Dalla Manila coloniale al cinema erotico, dalla rivoluzione afroamericana al design scandinavo: come una semplice sedia in vimini è diventata specchio delle estetiche, dei desideri e delle contraddizioni del Novecento.

Ci sono oggetti che attraversano epoche, stili e significati come se fossero organismi viventi, capaci di mutare pelle e destino. La Peacock Chair, o sedia pavone, è uno di questi. Nata nelle Filippine all’inizio del Novecento, in un carcere, e assurta a trono delle dive di Hollywood, emblema dei movimenti afroamericani e infine icona da copertina, questa sedia in vimini è molto più di un semplice arredo: è una figura mitica, un segno.

Funkadelic, Uncle Jam Wants You, 1979

Origini coloniali: dalla prigione al salotto borghese

La prima immagine nota della Peacock Chair è datata 1914: una donna detenuta nella prigione di Bilibid, a Manila, siede su una sedia dalla struttura esuberante, con uno schienale ampio che richiama le piume di un pavone. La foto si intitola “Jailbird in a peacock chair” e condensa già in sé le diverse anime della sedia: quella esotica e decorativa, ma anche quella più specificamente sociale. Le Peacock venivano infatti realizzate dai carcerati per essere vendute ai turisti americani, in un’epoca in cui le Filippine erano sotto amministrazione coloniale degli Stati Uniti. Da lì, la poltrona iniziò a circolare negli spazi pubblici e privati della borghesia americana: verande, hotel, studi fotografici.

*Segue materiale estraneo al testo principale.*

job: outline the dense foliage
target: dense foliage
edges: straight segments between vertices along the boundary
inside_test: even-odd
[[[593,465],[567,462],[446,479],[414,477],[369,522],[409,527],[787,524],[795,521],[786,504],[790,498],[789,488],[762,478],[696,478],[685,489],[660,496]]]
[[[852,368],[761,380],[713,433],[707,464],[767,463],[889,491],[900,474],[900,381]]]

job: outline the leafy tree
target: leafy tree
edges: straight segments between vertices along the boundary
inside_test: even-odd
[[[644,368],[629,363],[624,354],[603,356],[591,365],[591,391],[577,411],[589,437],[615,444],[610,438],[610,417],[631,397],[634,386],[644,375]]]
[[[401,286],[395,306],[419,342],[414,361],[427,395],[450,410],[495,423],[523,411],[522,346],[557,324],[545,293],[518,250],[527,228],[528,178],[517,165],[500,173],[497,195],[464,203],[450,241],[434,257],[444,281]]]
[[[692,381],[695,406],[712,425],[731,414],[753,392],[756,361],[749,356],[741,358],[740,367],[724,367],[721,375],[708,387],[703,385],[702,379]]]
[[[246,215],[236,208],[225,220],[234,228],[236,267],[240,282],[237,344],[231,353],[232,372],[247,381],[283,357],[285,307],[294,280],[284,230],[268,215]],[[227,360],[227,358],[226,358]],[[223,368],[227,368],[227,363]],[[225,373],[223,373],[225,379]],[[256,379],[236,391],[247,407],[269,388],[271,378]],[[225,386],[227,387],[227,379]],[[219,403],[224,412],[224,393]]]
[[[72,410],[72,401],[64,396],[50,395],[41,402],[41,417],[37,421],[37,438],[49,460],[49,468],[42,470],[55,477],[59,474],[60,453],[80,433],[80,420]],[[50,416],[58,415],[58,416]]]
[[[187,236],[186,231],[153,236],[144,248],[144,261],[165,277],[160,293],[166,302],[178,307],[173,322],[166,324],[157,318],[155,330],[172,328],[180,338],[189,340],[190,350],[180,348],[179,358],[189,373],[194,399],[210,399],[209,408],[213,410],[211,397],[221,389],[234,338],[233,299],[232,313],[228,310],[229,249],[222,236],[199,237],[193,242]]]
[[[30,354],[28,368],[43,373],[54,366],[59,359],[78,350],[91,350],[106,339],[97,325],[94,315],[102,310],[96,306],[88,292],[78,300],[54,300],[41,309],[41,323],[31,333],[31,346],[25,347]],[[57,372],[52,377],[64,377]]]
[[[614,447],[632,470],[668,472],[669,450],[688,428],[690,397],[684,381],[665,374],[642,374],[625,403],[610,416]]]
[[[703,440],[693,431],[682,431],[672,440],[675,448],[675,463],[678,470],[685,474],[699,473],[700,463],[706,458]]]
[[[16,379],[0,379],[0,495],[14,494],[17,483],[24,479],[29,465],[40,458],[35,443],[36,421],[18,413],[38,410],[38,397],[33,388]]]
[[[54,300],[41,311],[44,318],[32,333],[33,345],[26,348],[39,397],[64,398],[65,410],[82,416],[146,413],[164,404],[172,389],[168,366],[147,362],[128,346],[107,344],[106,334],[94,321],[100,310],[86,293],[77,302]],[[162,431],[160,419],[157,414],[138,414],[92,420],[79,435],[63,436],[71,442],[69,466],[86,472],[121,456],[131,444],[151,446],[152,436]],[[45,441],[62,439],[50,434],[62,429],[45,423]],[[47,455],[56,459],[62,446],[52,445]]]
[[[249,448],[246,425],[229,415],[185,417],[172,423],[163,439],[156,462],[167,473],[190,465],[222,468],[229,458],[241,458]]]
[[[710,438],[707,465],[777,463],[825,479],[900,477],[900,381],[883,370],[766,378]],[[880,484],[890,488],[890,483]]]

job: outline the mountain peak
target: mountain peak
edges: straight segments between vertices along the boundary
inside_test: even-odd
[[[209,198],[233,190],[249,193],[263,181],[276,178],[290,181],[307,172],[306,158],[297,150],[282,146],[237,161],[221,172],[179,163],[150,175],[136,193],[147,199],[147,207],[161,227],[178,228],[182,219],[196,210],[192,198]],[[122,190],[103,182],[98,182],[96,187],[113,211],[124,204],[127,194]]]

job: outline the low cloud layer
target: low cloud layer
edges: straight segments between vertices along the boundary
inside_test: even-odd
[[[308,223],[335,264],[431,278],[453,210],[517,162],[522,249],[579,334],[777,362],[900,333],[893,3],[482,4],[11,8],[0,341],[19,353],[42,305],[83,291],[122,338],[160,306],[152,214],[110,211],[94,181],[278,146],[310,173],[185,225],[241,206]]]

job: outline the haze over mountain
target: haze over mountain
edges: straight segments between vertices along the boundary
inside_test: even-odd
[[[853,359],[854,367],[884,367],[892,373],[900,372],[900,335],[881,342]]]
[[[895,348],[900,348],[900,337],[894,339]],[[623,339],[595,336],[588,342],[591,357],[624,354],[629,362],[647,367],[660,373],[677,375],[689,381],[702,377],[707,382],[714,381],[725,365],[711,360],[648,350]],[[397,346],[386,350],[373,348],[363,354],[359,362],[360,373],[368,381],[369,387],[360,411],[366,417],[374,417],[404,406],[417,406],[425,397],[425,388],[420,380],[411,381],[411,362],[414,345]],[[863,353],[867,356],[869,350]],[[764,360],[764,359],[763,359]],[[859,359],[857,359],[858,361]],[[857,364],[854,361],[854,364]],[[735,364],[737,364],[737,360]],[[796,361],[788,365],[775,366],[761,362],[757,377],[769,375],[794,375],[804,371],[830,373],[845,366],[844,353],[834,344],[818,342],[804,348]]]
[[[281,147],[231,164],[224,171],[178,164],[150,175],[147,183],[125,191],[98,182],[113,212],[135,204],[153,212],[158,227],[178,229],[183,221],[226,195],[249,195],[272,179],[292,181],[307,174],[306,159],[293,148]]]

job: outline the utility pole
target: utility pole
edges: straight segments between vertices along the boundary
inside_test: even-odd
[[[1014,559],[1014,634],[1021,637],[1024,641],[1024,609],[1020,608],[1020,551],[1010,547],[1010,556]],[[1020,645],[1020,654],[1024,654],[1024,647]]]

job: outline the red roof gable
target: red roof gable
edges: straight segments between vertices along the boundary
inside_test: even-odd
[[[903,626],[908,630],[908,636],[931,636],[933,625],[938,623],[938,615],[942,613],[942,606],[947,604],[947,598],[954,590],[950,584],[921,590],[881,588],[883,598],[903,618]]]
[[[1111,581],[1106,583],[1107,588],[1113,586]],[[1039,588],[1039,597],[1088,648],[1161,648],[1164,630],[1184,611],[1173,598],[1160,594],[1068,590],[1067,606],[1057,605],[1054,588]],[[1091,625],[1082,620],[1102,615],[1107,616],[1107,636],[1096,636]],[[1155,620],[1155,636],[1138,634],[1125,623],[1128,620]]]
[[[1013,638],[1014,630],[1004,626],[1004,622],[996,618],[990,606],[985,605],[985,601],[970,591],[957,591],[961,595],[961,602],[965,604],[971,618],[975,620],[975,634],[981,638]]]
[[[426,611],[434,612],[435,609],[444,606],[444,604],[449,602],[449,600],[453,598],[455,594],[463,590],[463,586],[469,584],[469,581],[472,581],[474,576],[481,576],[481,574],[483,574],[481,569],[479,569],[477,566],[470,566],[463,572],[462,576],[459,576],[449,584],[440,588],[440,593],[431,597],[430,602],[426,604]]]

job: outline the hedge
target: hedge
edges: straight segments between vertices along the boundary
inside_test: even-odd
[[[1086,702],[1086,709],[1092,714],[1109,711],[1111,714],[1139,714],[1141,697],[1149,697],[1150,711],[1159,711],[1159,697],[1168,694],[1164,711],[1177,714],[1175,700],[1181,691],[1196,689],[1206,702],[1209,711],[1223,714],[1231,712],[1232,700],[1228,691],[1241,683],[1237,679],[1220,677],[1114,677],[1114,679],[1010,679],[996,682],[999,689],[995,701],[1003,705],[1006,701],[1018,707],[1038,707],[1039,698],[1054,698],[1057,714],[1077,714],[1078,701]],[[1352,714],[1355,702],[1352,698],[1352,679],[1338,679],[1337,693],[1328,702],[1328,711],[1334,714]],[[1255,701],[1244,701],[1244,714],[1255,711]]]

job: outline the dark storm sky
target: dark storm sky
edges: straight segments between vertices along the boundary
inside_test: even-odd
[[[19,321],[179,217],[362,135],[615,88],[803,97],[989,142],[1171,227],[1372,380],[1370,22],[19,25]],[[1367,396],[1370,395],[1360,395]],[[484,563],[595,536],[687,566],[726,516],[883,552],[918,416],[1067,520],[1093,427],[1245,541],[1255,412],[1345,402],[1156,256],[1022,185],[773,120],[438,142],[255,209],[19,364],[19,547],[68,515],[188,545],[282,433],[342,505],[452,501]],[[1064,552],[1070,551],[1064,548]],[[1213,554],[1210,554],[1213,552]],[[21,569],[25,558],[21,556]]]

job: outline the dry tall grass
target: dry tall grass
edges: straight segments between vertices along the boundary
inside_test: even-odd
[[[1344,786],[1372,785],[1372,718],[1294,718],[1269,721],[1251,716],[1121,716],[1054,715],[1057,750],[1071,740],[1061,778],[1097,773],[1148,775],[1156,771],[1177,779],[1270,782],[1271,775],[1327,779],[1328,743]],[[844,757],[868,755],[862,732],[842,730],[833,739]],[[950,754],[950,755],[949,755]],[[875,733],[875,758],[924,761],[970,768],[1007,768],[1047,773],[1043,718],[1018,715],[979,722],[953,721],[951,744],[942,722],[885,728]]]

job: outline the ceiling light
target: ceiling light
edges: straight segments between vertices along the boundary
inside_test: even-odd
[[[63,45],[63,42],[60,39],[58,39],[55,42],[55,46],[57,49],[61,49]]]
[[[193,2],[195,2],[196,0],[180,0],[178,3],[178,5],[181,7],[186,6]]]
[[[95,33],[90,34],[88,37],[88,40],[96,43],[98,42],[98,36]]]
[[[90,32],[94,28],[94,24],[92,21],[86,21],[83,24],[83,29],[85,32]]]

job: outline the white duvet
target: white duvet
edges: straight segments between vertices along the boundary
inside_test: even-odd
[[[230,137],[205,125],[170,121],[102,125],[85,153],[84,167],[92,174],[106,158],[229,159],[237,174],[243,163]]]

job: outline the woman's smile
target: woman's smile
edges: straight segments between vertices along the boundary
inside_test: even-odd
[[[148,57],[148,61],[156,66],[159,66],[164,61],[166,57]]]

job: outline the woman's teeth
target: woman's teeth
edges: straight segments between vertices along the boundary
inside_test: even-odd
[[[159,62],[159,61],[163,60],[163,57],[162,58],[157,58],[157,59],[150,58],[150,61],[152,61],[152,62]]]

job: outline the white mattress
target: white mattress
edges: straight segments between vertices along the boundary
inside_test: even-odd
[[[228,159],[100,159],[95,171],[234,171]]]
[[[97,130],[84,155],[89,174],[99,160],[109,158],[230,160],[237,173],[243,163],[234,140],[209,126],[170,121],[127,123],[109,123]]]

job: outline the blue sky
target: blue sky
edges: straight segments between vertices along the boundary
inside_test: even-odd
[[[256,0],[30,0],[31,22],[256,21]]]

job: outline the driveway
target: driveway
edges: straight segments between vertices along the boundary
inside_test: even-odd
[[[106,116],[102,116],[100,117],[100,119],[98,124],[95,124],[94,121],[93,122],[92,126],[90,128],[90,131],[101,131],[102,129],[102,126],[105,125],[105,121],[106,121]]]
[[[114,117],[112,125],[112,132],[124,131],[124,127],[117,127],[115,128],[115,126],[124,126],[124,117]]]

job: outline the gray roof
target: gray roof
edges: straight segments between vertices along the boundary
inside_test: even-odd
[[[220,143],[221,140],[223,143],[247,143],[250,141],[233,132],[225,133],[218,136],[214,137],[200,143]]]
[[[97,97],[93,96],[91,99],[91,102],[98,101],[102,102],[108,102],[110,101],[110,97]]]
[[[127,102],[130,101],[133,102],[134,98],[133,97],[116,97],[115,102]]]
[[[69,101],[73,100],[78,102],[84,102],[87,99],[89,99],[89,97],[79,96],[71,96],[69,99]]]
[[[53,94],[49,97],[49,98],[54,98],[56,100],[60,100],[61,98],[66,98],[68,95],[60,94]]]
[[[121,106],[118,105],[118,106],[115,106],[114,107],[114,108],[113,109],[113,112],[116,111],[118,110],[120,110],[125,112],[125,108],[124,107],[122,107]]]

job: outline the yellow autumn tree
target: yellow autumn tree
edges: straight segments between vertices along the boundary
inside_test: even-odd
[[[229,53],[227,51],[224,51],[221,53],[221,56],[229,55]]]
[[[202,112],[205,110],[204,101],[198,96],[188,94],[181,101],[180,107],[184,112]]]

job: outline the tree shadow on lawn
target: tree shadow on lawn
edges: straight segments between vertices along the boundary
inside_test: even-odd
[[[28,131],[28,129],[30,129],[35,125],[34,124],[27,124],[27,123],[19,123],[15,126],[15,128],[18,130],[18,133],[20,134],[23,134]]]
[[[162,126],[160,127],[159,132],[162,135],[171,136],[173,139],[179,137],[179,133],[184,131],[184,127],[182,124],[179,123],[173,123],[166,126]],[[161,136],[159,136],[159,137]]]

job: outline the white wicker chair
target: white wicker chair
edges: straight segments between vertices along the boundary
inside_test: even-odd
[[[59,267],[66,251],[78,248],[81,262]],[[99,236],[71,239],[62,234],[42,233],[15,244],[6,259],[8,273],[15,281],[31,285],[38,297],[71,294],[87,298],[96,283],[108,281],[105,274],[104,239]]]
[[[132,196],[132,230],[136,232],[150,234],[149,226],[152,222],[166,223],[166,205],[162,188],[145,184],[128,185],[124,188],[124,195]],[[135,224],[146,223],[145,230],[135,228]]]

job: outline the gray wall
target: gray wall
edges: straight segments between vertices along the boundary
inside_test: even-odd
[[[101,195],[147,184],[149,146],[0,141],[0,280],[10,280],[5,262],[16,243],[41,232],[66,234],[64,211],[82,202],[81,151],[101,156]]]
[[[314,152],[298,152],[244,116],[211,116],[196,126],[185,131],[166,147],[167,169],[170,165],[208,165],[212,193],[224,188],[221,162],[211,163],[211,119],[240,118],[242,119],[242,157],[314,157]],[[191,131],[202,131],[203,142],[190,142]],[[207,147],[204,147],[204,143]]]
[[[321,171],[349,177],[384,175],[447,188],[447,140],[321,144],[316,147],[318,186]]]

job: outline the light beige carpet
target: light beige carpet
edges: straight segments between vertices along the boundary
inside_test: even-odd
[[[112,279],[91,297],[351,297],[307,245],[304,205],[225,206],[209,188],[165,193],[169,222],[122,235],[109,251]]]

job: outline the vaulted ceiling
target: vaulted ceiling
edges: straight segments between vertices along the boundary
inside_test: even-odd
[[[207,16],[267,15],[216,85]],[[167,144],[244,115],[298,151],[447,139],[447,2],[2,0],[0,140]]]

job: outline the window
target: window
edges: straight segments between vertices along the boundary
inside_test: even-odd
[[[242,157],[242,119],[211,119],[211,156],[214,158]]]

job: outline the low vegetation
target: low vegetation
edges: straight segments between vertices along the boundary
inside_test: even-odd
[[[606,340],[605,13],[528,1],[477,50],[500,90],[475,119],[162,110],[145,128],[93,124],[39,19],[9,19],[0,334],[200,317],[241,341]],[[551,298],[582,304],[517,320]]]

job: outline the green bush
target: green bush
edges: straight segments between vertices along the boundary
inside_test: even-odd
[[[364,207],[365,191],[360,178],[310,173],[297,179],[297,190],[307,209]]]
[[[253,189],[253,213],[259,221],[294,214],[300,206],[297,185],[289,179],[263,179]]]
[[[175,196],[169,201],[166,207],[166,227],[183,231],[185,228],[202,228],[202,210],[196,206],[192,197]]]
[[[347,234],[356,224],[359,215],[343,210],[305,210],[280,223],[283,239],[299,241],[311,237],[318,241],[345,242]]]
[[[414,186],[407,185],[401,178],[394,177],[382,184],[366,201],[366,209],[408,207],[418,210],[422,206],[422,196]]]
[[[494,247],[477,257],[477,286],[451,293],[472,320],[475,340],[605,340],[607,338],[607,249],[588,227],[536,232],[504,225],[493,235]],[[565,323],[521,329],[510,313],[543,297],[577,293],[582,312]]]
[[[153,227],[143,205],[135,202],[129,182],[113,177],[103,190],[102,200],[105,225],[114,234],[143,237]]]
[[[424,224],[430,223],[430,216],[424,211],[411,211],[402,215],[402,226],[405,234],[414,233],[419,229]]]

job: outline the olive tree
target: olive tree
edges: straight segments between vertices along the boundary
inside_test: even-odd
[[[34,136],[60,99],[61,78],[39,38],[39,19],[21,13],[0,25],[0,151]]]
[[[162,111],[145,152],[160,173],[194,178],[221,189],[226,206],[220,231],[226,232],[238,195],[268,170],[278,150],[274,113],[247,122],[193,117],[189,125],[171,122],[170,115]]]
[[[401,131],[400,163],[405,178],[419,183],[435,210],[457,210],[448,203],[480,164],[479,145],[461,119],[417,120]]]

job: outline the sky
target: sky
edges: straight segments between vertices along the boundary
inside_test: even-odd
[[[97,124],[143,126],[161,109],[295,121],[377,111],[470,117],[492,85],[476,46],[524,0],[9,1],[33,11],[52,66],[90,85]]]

Marilyn Monroe fotografata da Cecil Beaton sulla Peacock Chair

L’intreccio in vimini, la struttura leggera, la freschezza del materiale rispetto al legno massello la rendevano perfetta per gli ambienti ariosi e assolati del primo Novecento, quando portici e patii si diffondevano come segno di benessere e modernità. Il vimini divenne lo sfondo ideale per la posa: pratico, scenografico, sempre decorativo. Non a caso queste sedie vennero chiamate anche posing chairs o photographer’s chairs.

Hollywood, glamour e colonial revival

Con l’arrivo del cinema e della fotografia pubblicitaria, la Peacock Chair assurge a simbolo del glamour esotico. L’alta spalliera a ventaglio in vimini, spesso finemente decorata, incornicia il volto dell’attrice come un’aureola. Dai ritratti di Loretta Young a quelli di Marilyn Monroe e Brigitte Bardot, la sedia diventa un oggetto totemico, un “trono della bellezza”, strumento di seduzione e decorazione. Il film Emmanuelle (1974), con Sylvia Kristel seminuda su una Peacock Chair, ne segna la consacrazione come icona erotica e bohemienne.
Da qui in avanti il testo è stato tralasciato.